Frustrated... and my day has only just started
I just arrived to work and I can feel the frustration building already. This is primarily due to a conversation with Amaya last night. I don't even know what to do, but it seems like every time we talk, she makes me feel bad about myself. I know she's not feeling well and just got out of surgery yesterday so I'm trying to be careful about what I say b/c she seems overly sensitive. I'm very interested to hear how she's feeling and what's going on with her but I feel when I say anything, it's always the wrong thing to say. It gets really tiring to sit there and be serious all the time. Plus, whatever happened to the laughter-is-the-best-medicine theory... of course, that entails that you have to be funny first which has Amaya has ensured me that I'm not. I know I'm not being all that funny but I'm trying my best to lighten the mood and get her mind off her pain. But I can't help it if that's all she wants to focus on is not feeling well.
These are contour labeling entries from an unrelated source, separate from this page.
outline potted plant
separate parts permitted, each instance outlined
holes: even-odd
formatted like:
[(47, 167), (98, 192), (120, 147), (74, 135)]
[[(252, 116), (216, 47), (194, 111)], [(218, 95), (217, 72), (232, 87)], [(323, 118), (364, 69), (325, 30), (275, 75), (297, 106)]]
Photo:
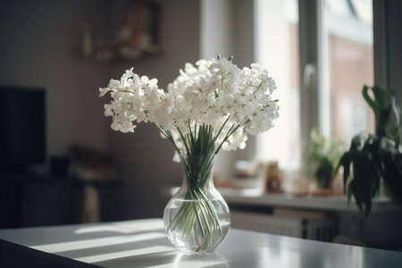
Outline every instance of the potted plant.
[(307, 148), (310, 173), (314, 174), (319, 188), (327, 189), (335, 176), (344, 144), (334, 138), (321, 135), (316, 130), (310, 132), (310, 138)]
[[(372, 95), (369, 95), (369, 92)], [(348, 200), (355, 197), (359, 209), (370, 214), (372, 200), (380, 187), (393, 203), (402, 205), (402, 150), (400, 109), (392, 92), (380, 87), (363, 88), (363, 96), (375, 116), (375, 134), (359, 133), (352, 138), (349, 151), (340, 158)], [(350, 176), (350, 178), (349, 178)]]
I just don't understand the mentality. However, just b/c I don't understand it doesn't make me any more justified in my thinking of what's right and wrong. I want to be there for her and I think she wants me to be there for her, but I think she wants me around less and less everyday. With her being overly sensitive lately about everything, it seems like I'm being used as her venting tool b/c she can't take it out on her family so she turns it on the only person she doesn't have to see. That's fine with me, as long as this doesn't keep up. I just figure she needs time for the wounds and mental state to heal. But she's got to understand that her fight starts in her head. A positive mental attitude is going to make her recovery go a lot faster and smoother. She has all the ingredients there for a PMA as well... she's surrounded by love and people that care for her and she's even got someone who's always thinking about her in Chicago, what more do you need?
All of sudden, a call from Married Mike the other day while she's in a weakened state. He plays his cards well from what I know about him. He wasn't aggressive or didn't even sound assertive for that matter. What a scumbag that guy is. Any man that would do what he did to such a genuine heart like Amaya's is fucking filth. That guy deserves the worst in life and one day he'll get his. Anyway, I know he'll be making a push again soon and why wouldn't you keep pursuing her? Amaya is amazing. I would care for her in her current state or any other state. However, I feel like if things continue on the course they are on right now, I will eventually be phased out of her life.